97.      Assurer un contrôle strict du respect des formalités substantielles et de l’existence d’une procédure respectueuse des droits de la défense permet au juge de l’Union d’adopter une posture plus en retenue lorsqu’il est amené à contrôler la légalité interne de l’acte attaqué. Il s’agit là de la relation dialectique classique entre le contrôle de la légalité externe et celui de la légalité interne. En contrepartie de la reconnaissance d’une liberté d’appréciation dans le chef des autorités politiques compétentes et de la restriction consécutive du contrôle de la légalité matérielle, le juge de l’Union renforce les contraintes formelles et procédurales auxquelles il subordonne l’édiction de l’acte (49). Les règles de procédure et de forme ont pour objet de garantir la légalité matérielle de l’acte, d’en permettre la vérification et, au-delà, de faciliter l’appréciation de l’opportunité de l’acte par son auteur. Par l’augmentation des contraintes procédurales et formelles, le juge cherche donc à renforcer la présomption de légalité interne et d’opportunité de la mesure contestée (50). De la sorte, même si le juge adopte une posture de «self-restraint» quant au bien-fondé de l’inscription, le haut niveau d’exigence qu’il pose en matière procédurale garantit une conciliation adéquate entre la protection des droits fondamentaux et la lutte contre le terrorisme.
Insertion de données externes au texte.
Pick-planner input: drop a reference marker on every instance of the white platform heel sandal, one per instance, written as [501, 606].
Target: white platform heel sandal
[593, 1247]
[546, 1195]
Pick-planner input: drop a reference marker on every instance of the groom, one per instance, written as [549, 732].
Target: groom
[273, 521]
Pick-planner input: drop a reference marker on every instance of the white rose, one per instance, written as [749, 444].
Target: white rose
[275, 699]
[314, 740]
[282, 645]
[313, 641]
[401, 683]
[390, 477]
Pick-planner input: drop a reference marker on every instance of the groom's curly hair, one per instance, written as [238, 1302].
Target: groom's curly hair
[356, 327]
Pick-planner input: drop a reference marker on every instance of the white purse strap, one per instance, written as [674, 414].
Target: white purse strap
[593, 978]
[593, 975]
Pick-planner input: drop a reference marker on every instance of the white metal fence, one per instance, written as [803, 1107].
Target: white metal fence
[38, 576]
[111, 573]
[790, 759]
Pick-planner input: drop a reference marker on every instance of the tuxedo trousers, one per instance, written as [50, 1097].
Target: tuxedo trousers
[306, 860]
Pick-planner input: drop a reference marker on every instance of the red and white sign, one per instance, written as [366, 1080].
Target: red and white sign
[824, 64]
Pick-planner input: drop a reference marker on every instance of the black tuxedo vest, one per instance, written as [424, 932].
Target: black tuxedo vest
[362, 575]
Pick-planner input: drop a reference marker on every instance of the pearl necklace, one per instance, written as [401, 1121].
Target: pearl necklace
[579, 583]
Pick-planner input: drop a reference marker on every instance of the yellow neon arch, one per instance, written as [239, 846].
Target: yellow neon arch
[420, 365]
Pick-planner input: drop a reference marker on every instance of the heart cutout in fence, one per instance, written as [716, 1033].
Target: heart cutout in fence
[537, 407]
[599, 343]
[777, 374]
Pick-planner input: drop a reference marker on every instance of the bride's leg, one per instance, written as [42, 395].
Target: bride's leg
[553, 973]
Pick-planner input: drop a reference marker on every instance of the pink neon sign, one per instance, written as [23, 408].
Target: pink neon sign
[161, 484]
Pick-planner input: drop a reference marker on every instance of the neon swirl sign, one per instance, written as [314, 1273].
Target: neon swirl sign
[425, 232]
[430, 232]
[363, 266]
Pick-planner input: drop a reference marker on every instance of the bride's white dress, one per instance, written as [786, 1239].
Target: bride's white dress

98.      Concernant l’acte attaqué, le juge de l’Union doit contrôler de manière rigoureuse si celui-ci a été adopté dans le cadre d’une procédure respectueuse des droits de la défense. Il doit, en particulier, vérifier si l’intéressé a eu communication des motifs de l’inscription, si ces motifs sont suffisants pour lui permettre de se défendre utilement, s’il a pu faire part de ses observations à la Commission et si celle-ci les a suffisamment pris en considération.

99.      S’agissant de la vérification du caractère suffisant ou non des motifs communiqués à la personne inscrite, il convient de se référer à la jurisprudence constante de la Cour relative à l’obligation de motivation des actes de l’Union (51). En substance, l’exposé des motifs doit permettre à l’intéressé de connaître les justifications des mesures prises et à la juridiction compétente d’exercer son contrôle. L’exposé des motifs doit indiquer les raisons spécifiques et concrètes pour lesquelles l’autorité compétente a considéré que l’intéressé devait faire l’objet d’une mesure restrictive, de sorte que cet exposé permette à ce dernier de comprendre ce qui lui est reproché et qu’il puisse effectivement se défendre en contestant les motifs invoqués.

100. L’exigence de motivation varie selon la nature de l’acte en cause et le contexte dans lequel il a été adopté. Cette exigence doit être appréciée en fonction des circonstances de l’espèce, notamment du contenu de l’acte, de la nature des motifs invoqués et de l’intérêt que les destinataires ou d’autres personnes concernées directement et individuellement par l’acte peuvent avoir à recevoir des explications. Il n’est pas exigé que la motivation spécifie tous les éléments de fait et de droit pertinents, dans la mesure où le caractère suffisant d’une motivation doit être apprécié au regard non seulement de son libellé, mais aussi de son contexte ainsi que de l’ensemble des règles juridiques régissant la matière concernée (52).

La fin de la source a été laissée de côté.